Uploaded: Aug 10, 2021
Gov. Gavin Newsom spent much of the summer traveling around the state to announce big spending plans for the state’s $100 billion year-over-year budget surplus.
The consistent theme was that the state was roaring back from the COVID-19 shutdowns that he unilaterally imposed in 2020. Certainly, the money in the state coffers was real (even if the federal portion of it was borrowed against the country’s future), but the rest of the picture, depending upon where you live is still pretty grim.

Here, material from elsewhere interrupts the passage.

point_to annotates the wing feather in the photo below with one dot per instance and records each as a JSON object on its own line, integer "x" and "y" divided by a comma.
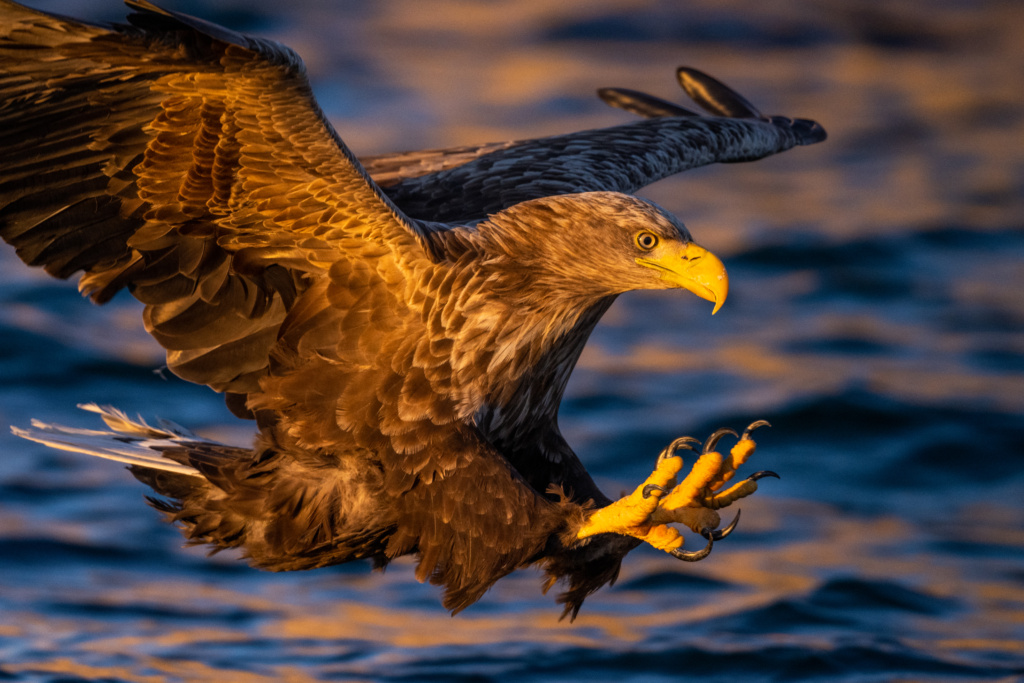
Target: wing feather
{"x": 199, "y": 172}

President Joe Biden celebrated robust job growth numbers last week showing employers added 943,000 jobs last month and the national unemployment rate fell to 5.4%. The Covid Delta variant could affect those numbers as the hospitality and restaurant sectors, which had grown strongly, could see that trend reversed. That’s already happening in San Francisco where some restaurants have temporarily closed.
What’s important to realize is that the recovery in California, despite Newsom’s rhetoric, is well behind the national trends. New unemployment claims in California last week hit their highest level since the state reopened June 15. There were 65,000 residents who filed new claims, up about 1,000 from the prior week. California’s unemployment rate is 7.7%--only three other states have higher rates. Nationally, total claims dropped by 14,000.
Our state now accounts for 20% of the unemployment claims with only 12% of the workers, according to attorney Michael Bernick, who formerly directed the state’s Employment Development Dept. That department continues to be a disaster with a huge backload of unprocessed claims. Newsom and his team have failed miserably in fixing it.
For unemployed people who have been collecting the $300 a week from the federal program that’s paid in addition to the state benefit, the federal dollars dry up Sept. 6. Whether that will result in many people actively seeking work is an open question. It’s also a question of whether there’s a match between their skills and what employers will require. Those are not high bars in the hospitality industry, but there are other places where there will be no match.
A report by the UCLA California Policy Lab said that almost two-thirds of the recipients of the federal money had completed high school or less. About 35% of the recipients were Hispanic; 31.8% white, 15.3% Asian and 8.8% Black. Those are tough numbers, although, in the pre-Covid economy, wages for low skilled workers were growing robustly because of full employment.
Barring some change in the law, unlikely at this point, the situation will get more challenging for unemployed people.